I wrote on the bus to and from work, over lunch, and in the evenings when I could. I wrote alone. The last time I’d had readers was in high school when my journal (that contained the very first version of the first manuscript I completed a decade later) was passed around between a couple of different folks in my French class every week so they could get the latest installment of the story.

I moved to California when my partner started a new job. I was unemployed and unsure what direction I was going to go in: continue in the legal field, or do something entirely new. I had a goal of how many job applications I needed to complete each week, but when I wasn’t applying for jobs, I was writing.

And I was lonely.

My partner suggested that I find a writing group. I got on Meetup and found a local group that met about a mile from my place, which meant I could walk there (we only had one car, so while my partner was at work, I was confined to where I could walk—I hadn’t yet discovered public transit because it hadn’t been a thing that really existed where I was from, and to be honest, it was still kind of shit in SoCal).

I went to the Meetup group every time they met (I think every other week, but maybe it was weekly).

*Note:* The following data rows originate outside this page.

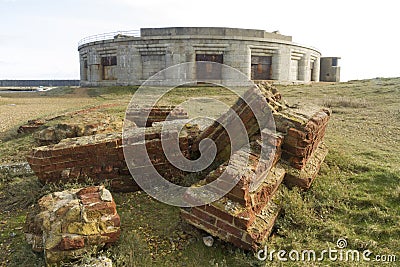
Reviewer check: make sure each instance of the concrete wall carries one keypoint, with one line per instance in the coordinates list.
(330, 72)
(33, 83)
(138, 58)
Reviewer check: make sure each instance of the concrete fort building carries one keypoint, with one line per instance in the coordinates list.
(130, 58)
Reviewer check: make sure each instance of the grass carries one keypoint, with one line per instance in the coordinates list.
(355, 197)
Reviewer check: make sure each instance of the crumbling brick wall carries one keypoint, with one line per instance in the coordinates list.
(155, 114)
(246, 215)
(68, 224)
(101, 158)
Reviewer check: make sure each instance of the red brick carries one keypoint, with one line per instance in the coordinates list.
(71, 243)
(203, 216)
(229, 228)
(220, 214)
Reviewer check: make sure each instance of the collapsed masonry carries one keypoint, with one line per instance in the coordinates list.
(246, 215)
(65, 225)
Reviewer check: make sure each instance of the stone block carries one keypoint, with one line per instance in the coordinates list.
(59, 226)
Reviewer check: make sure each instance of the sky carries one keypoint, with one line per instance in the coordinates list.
(39, 39)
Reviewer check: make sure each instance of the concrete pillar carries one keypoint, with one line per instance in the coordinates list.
(316, 72)
(94, 65)
(276, 65)
(284, 64)
(304, 68)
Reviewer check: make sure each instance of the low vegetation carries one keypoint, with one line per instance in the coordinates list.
(355, 197)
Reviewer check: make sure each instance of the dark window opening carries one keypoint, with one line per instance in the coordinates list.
(209, 71)
(261, 67)
(109, 61)
(334, 62)
(312, 73)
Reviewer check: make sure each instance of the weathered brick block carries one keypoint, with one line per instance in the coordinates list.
(304, 177)
(60, 226)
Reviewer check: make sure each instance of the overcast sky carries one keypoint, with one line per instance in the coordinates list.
(38, 39)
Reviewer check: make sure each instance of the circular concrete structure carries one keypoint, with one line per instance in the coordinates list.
(130, 58)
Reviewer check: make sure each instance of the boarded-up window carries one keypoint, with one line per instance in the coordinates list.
(152, 64)
(312, 71)
(108, 67)
(109, 61)
(209, 71)
(261, 67)
(334, 62)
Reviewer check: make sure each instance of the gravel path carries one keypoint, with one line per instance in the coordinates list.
(15, 111)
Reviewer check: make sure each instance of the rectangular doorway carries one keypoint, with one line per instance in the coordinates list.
(209, 71)
(261, 67)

Writers cycled in and out, but eventually the same core people were coming. And then the person who had founded the group dropped away, and I took over setting the schedule for the meetups. After we had several meetings where folks submitted pieces for us to read only to then not show up (incredibly rude, by the way), I moved the meetup off of the official platform and stuck to the core group.

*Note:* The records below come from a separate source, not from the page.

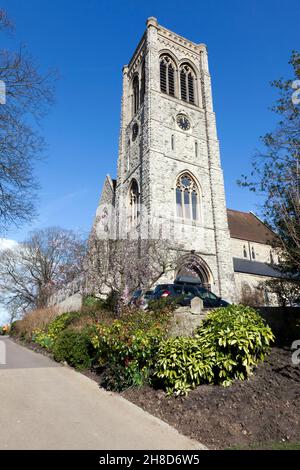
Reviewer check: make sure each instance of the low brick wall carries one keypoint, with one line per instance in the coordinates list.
(284, 322)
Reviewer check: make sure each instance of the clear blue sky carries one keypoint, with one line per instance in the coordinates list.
(249, 44)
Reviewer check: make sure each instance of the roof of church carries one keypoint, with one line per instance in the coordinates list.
(255, 267)
(246, 226)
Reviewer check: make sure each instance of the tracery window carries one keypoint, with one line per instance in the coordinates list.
(143, 84)
(187, 198)
(136, 100)
(167, 75)
(187, 83)
(133, 204)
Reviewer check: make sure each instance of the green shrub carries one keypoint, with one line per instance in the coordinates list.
(227, 346)
(61, 322)
(74, 347)
(128, 349)
(42, 338)
(92, 302)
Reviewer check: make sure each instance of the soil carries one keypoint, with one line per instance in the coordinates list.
(255, 413)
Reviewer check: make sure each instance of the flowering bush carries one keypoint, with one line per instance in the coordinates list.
(128, 348)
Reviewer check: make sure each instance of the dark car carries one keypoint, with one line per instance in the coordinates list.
(141, 297)
(186, 292)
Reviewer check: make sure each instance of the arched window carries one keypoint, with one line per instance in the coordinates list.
(167, 75)
(187, 198)
(143, 83)
(187, 83)
(133, 204)
(172, 141)
(135, 86)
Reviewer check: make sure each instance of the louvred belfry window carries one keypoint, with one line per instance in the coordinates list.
(136, 101)
(187, 198)
(187, 83)
(167, 75)
(133, 214)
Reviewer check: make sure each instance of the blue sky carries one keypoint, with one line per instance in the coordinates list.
(249, 44)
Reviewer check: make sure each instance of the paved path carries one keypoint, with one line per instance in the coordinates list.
(44, 405)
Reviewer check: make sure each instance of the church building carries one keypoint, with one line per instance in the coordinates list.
(169, 178)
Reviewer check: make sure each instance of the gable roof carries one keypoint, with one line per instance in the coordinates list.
(246, 226)
(255, 267)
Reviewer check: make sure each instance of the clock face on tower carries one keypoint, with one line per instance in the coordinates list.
(183, 122)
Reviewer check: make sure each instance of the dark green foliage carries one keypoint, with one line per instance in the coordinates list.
(227, 346)
(128, 348)
(61, 322)
(74, 347)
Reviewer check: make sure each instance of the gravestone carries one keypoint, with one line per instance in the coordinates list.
(196, 306)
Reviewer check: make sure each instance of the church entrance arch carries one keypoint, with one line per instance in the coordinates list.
(196, 269)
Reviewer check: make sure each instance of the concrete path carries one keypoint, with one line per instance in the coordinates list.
(44, 405)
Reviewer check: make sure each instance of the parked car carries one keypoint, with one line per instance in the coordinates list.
(140, 298)
(186, 292)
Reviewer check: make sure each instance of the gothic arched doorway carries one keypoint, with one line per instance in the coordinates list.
(196, 269)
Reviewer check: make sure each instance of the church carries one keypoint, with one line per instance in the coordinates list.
(169, 176)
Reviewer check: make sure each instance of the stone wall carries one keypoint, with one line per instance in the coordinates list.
(284, 322)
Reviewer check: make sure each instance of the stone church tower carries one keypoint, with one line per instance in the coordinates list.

I’ve since moved to Sweden and then to Seattle, and members of that original group have dropped off over the years, but three of us remain, and we still meet up every two weeks (online) to provide feedback and brainstorm.

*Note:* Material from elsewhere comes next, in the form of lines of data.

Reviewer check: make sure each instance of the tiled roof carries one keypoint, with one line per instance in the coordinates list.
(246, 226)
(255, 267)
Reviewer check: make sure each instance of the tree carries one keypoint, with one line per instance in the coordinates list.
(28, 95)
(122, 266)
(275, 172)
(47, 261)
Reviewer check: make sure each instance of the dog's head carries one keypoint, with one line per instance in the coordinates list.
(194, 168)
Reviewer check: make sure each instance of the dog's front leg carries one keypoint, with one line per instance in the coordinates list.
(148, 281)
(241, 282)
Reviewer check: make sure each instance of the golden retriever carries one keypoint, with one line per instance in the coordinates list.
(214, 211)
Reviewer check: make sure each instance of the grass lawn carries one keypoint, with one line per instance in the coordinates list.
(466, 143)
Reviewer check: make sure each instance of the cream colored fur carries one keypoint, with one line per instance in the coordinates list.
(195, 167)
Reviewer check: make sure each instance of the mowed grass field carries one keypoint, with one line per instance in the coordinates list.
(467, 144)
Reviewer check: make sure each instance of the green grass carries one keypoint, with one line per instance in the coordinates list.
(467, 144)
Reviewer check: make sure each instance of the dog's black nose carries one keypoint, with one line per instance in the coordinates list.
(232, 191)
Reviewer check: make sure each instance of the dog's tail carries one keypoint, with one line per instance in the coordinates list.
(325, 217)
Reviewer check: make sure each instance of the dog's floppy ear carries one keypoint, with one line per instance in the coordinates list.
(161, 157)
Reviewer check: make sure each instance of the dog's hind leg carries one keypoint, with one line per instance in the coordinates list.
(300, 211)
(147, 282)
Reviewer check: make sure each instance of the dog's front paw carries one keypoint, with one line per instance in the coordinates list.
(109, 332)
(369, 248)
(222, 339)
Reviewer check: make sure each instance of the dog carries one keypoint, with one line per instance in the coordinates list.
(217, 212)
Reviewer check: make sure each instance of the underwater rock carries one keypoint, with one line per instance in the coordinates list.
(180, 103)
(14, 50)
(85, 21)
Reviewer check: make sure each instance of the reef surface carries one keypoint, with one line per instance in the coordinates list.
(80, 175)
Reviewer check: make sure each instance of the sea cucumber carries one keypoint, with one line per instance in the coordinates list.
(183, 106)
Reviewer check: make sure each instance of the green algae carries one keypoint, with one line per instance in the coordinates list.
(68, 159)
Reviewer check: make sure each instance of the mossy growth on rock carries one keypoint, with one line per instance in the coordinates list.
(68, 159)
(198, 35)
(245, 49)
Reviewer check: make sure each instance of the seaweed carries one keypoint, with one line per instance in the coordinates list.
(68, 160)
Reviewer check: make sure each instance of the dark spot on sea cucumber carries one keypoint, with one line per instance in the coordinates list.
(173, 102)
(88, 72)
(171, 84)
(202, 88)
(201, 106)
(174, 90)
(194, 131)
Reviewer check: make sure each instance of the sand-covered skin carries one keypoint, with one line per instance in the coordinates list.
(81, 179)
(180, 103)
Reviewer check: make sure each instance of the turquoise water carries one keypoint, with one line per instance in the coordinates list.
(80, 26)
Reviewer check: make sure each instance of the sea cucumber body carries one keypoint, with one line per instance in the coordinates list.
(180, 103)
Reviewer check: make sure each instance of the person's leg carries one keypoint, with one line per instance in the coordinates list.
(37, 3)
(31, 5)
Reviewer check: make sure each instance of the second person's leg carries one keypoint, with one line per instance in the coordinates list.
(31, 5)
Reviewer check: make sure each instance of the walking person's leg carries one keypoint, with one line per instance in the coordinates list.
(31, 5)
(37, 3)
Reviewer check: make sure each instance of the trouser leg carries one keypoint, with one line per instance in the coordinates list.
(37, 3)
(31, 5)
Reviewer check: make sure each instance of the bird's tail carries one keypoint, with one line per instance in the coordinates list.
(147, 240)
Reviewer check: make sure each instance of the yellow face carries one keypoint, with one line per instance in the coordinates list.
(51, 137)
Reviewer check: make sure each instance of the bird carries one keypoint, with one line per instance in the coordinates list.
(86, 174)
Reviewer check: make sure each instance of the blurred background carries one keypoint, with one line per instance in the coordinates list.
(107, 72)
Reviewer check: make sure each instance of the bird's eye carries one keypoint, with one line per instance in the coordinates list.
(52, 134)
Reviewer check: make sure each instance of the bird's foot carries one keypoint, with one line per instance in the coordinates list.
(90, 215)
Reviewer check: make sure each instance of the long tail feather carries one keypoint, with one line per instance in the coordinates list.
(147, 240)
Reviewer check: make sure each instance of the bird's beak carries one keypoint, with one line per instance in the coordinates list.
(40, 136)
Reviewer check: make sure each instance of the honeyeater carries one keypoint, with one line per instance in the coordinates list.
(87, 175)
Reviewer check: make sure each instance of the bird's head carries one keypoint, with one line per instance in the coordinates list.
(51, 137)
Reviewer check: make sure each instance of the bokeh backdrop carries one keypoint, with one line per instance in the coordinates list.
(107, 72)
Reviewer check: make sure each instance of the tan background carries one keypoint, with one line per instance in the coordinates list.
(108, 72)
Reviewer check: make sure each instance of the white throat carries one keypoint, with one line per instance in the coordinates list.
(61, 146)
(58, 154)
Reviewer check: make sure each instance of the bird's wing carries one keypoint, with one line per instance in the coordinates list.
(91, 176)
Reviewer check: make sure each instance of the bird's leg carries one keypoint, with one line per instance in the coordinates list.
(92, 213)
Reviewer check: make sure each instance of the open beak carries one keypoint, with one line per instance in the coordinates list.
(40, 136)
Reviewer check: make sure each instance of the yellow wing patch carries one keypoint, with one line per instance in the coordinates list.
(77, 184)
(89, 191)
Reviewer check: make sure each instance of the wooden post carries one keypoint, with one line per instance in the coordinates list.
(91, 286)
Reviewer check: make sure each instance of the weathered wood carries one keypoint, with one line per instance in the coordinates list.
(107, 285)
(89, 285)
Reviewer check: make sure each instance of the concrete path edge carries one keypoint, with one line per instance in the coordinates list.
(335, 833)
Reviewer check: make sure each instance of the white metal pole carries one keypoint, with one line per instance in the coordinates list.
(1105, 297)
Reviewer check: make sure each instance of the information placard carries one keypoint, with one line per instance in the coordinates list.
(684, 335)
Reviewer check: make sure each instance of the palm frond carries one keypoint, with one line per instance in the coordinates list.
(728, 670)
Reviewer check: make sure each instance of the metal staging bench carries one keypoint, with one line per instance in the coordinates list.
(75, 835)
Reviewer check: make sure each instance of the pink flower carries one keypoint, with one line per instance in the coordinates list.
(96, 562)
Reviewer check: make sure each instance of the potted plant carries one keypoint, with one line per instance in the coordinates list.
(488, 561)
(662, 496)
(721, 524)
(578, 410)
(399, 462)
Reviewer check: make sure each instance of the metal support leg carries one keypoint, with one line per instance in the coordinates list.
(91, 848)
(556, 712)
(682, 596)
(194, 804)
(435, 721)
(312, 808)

BUT, my writing community has also expanded over the years beyond my SoCal meetup group. One of my critique partners I met at the Southern California Writers’ Conference while I was living in California, and I invited him to our meetup group. For several years I attended the Sirens Conference in Colorado, which is a literary conference, not a writing conference, and I met critique partners there as well. I’ve picked up critique partners from Futurescapes as well. When I moved to Sweden, I found fellow writers through work and scheduled coffee shop write-ins (which, naturally devolved into socializing or brainstorming many times, but hey, the community feeling was there).

What if you don’t have means (time or money) to attend conferences and workshops?

I hear ya! I’ve also participated in NaNoWriMo several years, and they have local write-ins you can attend, or if you can’t do in-person, you can meet folks online and form relationships there. I am sure there are other great online options I haven’t explored as well.

Your ‘writing’ community can include non-writers

You read that correctly. I’d argue that the community you build should include non-writers.

Find voracious readers who are willing to beta read for you. Their feedback will be different from what writers will tell you, and that’s awesome because ideally your reader-base won’t always be fellow writers. How do you find these people? Well…conferences, but also just talking to folks about books and writing. I ended up with a great beta reader by discussing my writing with a coworker. Turned out his wife enjoyed the genre I was writing in and was happy to read for me.

Find other creators who discuss craft from other perspectives and disciplines. I have a weekly call with my best friend of 20+ years who is an amazing artist and we often talk about our projects. There’s a surprising amount of overlap, especially in the mental process and the ups and downs of creating, between painting, drawing, writing and a ton of other creative endeavors. Checking in with other creators can help you feel more sane, but also be incredibly inspiring. A topic for another post is filling your creative well with a diverse range of consumption, and by that I mean more than books, tv, films, and comics, but art, nature, scientific papers…okay, yeah, this is a topic for another post, but you get the idea: inspiration comes from experiencing more than one type of entertainment or medium.

Put yourself, and your work, out there

I’m an introvert. It was incredibly hard for me to go to that first, and second, and third writing meetup. Going to conferences where I know no one and starting up conversations and making connections was daunting and uncomfortable. But creating doesn’t happen in a vacuum. I mean, you can create in a vacuum, but if your goal is to be an author someday, you need to be able to put yourself out there. You don’t improve without receiving criticism, or having questions asked that you didn’t think to ask about your work.

You can’t grow without discomfort.

A writing community (of more than just writers, don’t forget that) should support and motivate you, but it should also challenge you. It should push you. It should make you ask questions. It should give you perspective outside your own. It’s a relationship, which means it takes work, and it’s about giving as well as receiving.

It’s not something you ‘find’. It’s something you build and foster and fight for. Just like you build and foster and fight for those words on the page.